Público y accesible a la ciudad
Aguirre explicó que realizó un paneo geográfico para diseñar las recorridas a las barriadas. Y lo hizo junto a historiadores o referentes barriales. “En 2025 me aboqué a la defensa de la escuela pública y empezamos a trabajar con la UNR. Eduardo Taletti (historiador) se encargó de la historia de las universidades. Hicimos la Facultad de Humanidades, hicimos el Hotel Italia que es la sede de Gobierno de la Universidad, el ECU (Espacio Cultural en lo que fue sucursal del Banco Nación”, describió.
Hotel Italia: ¿dónde funcionó, a quiénes albergó y en qué se transformó en la actualidad?
Ernesto repasa una de las últimas iniciativas, la historia de la última plaza que se construyó en la ciudad, la Rodolfo Walsh, en el distrito sur. Es el último barrio universitario y se realizó con apoyo de los vecinos. En la inauguración del espacio participaron incluso familiares del periodista asesinado y desaparecido por la dictadura en 1977.
Anecdotario
“Le puse anecdotario porque la anécdota tiene una connotación muy especial, un montón de vertientes y a la que el público va interviniendo”, define Ernesto.
Dentro del anecdotario hay historias verídicas.

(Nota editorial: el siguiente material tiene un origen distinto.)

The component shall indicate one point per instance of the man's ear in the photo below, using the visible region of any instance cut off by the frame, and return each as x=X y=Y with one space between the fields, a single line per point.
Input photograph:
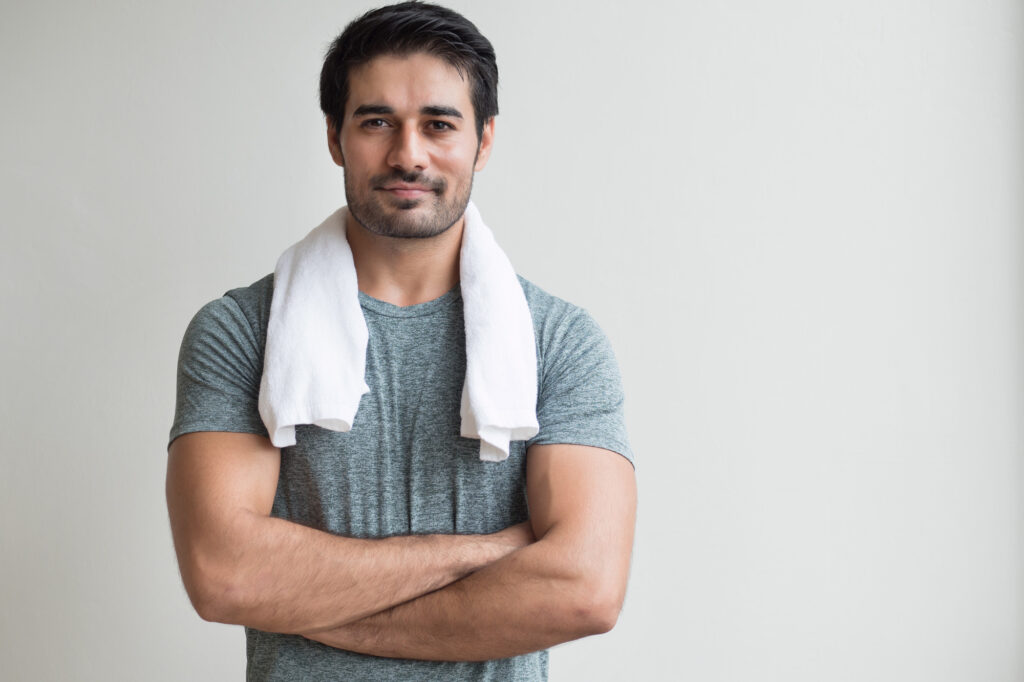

Son 28 y tienen que ver con la idiosincrasia barrial. Cita ejemplos: “El barrio La Guardia el historiador que relata el cuento en el anecdotario es italiano, vivió 10 años en Rosario y se fue a vivir al país europeo. El barrio es un barrio de gringos. Él tenía una imagen increíble de la zona que escribió en un libro en Italia y describe al boliche La Viuda y si hoy te acercas al barrio los vecinos amplían las anécdotas de aquella viuda”. Y sigue: “En Echesortu tenemos a Roberto Trapé, que me contó la anécdota buenísimas de Roberto Sánchez, más conocido como Sandro, que compró un papagayo allí”.
Con Ruperta Pérez, Ernesto tiene una relación especial, de amistad y admiración. Pertenece a “una población (quom) sufrida en la ciudad y necesita ser más visible”, afirma. El audio de la referente de pueblos originarios al que se accede por el código QR es su relato de cómo llegó a Rosario desde el Impenetrable chaqueño, y lo que siguió.

“En República de la Sexta hay una historia relatada por Pablo Kuhn fabulosa, de un tipo que afana dos o tres patos”, recuerda y se ríe. Cuenta otra: “En Refinería, la historia de Sara y Ramón, una pareja de negros”.
“Nos faltaron barrios, como el Martin, Cura, República del Líbano”, admite casi como disculpa por no poder incluir tantas historias en el trabajo final.
Migración rosarina
Las historias se cuentan y se relatan gracias a la memoria y a la noción de pertenencia de sus vecinos. Hay quienes se afianzan en un barrio y no pueden salir del mismo. Otros ciudadanos, por diferentes circunstancias, se mudan y conocen otros rincones. Es por ello que el hito barrial se construye con elementos reconocibles en el pasado y que siguen siendo relatados de boca en boca. Ernesto quiso que también se vuelquen en papel.

“La cotidianeidad es muy importante en los barrios así como también la historia oficial. Pero se contadas las historias de barrios a sus propios vecinos”, contó.